Ia mengatakan biduri merupakan tanaman lokal Indonesia yang ketersediaannya cukup melimpah. Tanaman ini termasuk mudah tumbuh dan tidak bersifat musiman, tapi masih minim pemanfaatan, bahkan sebagian masyarakat masih menganggap hama karena mengandung kalsium oksalat yang menyebabkan gatal-gatal.
Dengan netralisasi menggunakan HCl pada konsentrasi aman sebesar 0,2-1 persen, sebenarnya hal itu dapat diatasi, sehingga masyarakat bisa mengambil manfaat dari saponin dan protease yang ada pada tanaman biduri.
Menyinggung proses pembuatan deterjen alami itu, Devy menjelaskan, menggunakan nanoteknologi sebagai suatu rekayasa molekuler yang mengubah partikel berskala nanometer.
Nanoteknologi ini akan meningkatkan kemampuan deterjen untuk membersihkan noda karena makin kecil partikel akan makin memudahkan masuk ke serat kain terkecil.
Selain itu partikel nano yang berukuran kecil juga akan meningkatkan daya degradasi deterjen, sehingga lebih mudah diurai oleh mikroorganisme.
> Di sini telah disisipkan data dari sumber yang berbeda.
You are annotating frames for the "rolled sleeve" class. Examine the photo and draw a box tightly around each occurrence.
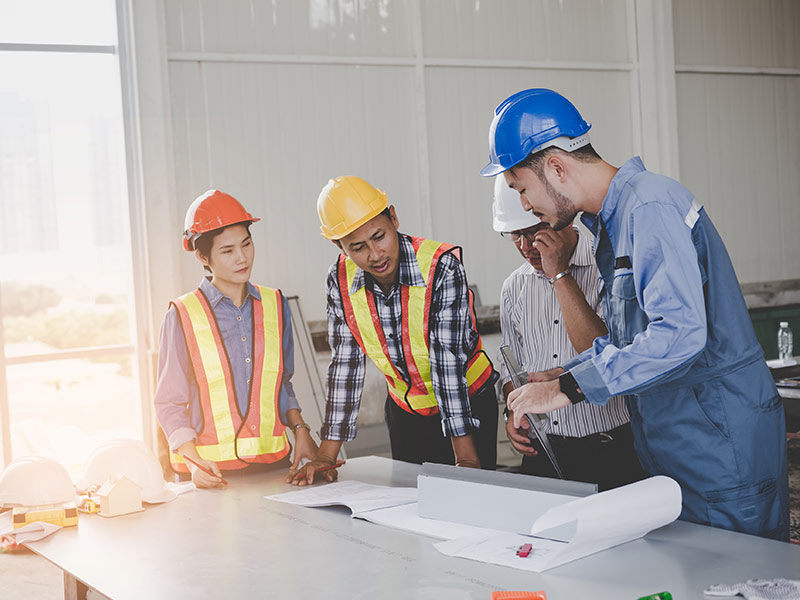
[154,306,197,450]
[569,202,706,403]
[320,263,366,442]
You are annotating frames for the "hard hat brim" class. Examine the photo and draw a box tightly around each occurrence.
[481,163,514,177]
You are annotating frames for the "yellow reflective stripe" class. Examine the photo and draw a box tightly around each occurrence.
[408,287,436,396]
[182,293,236,448]
[343,258,398,380]
[250,286,286,455]
[467,352,491,385]
[408,240,442,410]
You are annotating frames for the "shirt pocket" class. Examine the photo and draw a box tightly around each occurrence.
[705,478,786,539]
[604,269,649,347]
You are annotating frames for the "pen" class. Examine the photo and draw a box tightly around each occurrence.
[183,456,228,485]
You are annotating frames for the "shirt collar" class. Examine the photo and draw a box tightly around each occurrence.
[350,233,425,295]
[600,156,645,223]
[200,277,261,308]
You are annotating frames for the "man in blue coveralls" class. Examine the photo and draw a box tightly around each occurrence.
[481,89,789,540]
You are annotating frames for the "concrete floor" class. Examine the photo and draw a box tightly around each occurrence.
[6,439,800,600]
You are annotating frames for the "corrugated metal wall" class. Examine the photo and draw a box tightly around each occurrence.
[673,0,800,283]
[159,0,800,319]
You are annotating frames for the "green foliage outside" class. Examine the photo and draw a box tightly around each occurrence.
[3,308,130,349]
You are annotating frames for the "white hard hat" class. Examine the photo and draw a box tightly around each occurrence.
[78,439,176,504]
[0,456,75,507]
[492,174,541,233]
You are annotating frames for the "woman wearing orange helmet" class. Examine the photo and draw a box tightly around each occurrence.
[155,190,317,487]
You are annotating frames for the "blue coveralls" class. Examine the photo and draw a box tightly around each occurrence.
[564,157,789,540]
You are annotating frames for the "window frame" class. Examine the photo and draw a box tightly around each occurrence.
[0,0,154,466]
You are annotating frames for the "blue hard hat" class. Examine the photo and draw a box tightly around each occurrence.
[481,88,592,177]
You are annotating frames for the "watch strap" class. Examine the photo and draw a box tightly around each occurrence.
[558,371,586,404]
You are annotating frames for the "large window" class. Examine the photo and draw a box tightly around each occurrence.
[0,0,144,472]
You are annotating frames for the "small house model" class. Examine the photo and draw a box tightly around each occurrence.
[96,475,144,517]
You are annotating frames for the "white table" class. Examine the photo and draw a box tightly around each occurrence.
[28,457,800,600]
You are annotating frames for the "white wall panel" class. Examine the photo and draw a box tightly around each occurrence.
[677,73,800,283]
[673,0,800,69]
[426,68,634,304]
[673,0,800,283]
[165,0,413,56]
[170,62,420,319]
[421,0,630,62]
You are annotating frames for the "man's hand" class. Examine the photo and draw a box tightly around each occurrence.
[506,411,538,456]
[450,433,481,469]
[508,380,570,429]
[533,227,575,277]
[528,367,565,383]
[186,457,222,488]
[176,440,223,488]
[286,455,339,487]
[289,427,319,471]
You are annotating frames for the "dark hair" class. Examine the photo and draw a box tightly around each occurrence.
[515,144,602,181]
[194,221,252,273]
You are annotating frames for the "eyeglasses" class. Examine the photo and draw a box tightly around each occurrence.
[500,229,539,244]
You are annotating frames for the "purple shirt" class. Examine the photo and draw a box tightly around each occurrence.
[155,278,300,450]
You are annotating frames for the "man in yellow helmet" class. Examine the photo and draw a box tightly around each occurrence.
[289,176,497,485]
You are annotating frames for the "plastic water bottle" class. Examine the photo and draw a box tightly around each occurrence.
[778,321,793,360]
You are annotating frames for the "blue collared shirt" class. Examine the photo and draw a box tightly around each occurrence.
[564,157,706,404]
[155,277,300,449]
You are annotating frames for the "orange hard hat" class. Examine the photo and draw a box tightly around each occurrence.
[183,190,261,252]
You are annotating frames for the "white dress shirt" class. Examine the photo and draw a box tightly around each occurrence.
[497,231,630,437]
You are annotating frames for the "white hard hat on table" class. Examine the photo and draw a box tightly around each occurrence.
[78,439,176,504]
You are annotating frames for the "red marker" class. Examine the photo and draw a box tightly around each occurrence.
[183,456,228,485]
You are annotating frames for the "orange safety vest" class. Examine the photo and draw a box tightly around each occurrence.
[338,236,493,416]
[170,286,289,473]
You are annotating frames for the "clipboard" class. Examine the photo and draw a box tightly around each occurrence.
[500,345,564,479]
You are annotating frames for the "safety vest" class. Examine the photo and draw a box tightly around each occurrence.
[170,286,289,473]
[338,236,493,415]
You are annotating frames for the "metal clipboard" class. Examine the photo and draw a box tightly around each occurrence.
[500,345,564,479]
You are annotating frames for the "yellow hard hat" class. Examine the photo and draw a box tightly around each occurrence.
[317,175,389,240]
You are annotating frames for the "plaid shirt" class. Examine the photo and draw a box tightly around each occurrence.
[321,234,497,442]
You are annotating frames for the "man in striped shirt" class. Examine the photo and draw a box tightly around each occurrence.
[493,177,644,491]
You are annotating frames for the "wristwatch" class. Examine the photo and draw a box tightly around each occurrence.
[558,371,586,404]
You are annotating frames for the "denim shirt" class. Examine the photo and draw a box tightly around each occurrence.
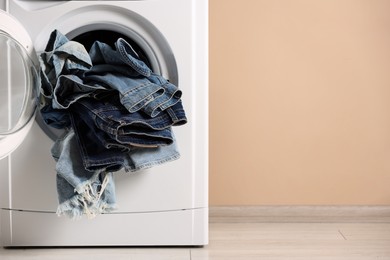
[40,31,187,218]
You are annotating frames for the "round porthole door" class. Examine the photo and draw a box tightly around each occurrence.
[0,10,40,159]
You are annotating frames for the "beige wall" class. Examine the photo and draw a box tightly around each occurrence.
[210,0,390,205]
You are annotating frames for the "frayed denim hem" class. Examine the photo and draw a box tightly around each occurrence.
[57,173,117,219]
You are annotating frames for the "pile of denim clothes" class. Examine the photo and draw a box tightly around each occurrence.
[39,30,187,218]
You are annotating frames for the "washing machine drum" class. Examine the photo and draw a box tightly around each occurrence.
[0,12,39,158]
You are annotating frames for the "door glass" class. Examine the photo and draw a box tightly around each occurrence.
[0,32,39,138]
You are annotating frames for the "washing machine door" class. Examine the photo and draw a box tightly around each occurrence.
[0,10,40,159]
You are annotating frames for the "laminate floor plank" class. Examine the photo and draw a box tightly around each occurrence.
[0,222,390,260]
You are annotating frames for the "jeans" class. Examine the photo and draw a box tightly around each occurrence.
[51,129,116,218]
[39,30,104,128]
[71,108,180,172]
[40,31,187,218]
[85,39,182,117]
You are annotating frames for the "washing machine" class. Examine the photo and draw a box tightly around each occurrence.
[0,0,208,247]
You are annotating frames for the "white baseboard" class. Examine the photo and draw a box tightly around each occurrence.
[210,206,390,223]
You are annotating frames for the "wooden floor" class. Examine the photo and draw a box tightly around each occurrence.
[0,222,390,260]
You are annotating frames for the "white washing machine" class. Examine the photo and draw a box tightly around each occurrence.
[0,0,208,247]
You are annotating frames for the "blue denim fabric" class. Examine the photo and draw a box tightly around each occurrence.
[71,109,180,172]
[85,39,182,117]
[39,30,104,128]
[51,129,116,218]
[72,95,187,147]
[40,31,187,218]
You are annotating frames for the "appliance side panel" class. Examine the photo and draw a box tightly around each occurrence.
[192,0,209,207]
[0,209,12,247]
[0,0,6,11]
[0,157,10,208]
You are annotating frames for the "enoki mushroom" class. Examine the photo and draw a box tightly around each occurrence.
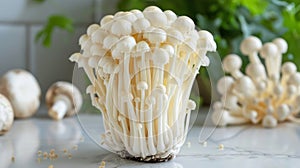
[212,36,300,128]
[70,6,216,161]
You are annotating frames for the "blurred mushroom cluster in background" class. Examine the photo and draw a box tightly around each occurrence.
[0,69,82,135]
[212,36,300,128]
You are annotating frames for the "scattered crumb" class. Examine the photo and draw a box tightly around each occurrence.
[73,145,78,150]
[38,150,43,156]
[50,149,55,155]
[43,152,48,159]
[63,148,68,154]
[186,142,192,148]
[80,136,84,142]
[99,161,105,168]
[219,144,224,150]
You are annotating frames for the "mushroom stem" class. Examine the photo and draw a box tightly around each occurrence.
[49,95,71,120]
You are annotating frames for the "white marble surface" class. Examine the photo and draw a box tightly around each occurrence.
[0,109,300,168]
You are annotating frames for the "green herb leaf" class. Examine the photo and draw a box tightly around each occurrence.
[35,15,74,47]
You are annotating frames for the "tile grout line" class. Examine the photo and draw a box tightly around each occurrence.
[25,24,34,73]
[92,0,97,22]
Proses nanofikasi ini menggunakan freeze drying (mesin pengering beku pada suhu minus) yang mampu mengecilkan partikel deterjen sampai 800 nanometer.
Teknologi ini, kata Devy, juga memungkinkan terbentuknya kristalisasi ekstrak getah biduri sehingga menjadi bubuk. Setelah mengalami proses pengujiian yang dilakukan dengan mencuci noda coklat pada kain dengan perendaman 5 menit dan pengucekan 1 menit, terbukti deterjen alami berbahan getah biduri ini mampu menyamai kemampuan deterjen komersial.
Deterjen dari getah biduri itu juga diuji toksisitas dan nilai baku mutu limbah deterjen untuk menguji tingkat biodegradable (kemampuan terurai di alam).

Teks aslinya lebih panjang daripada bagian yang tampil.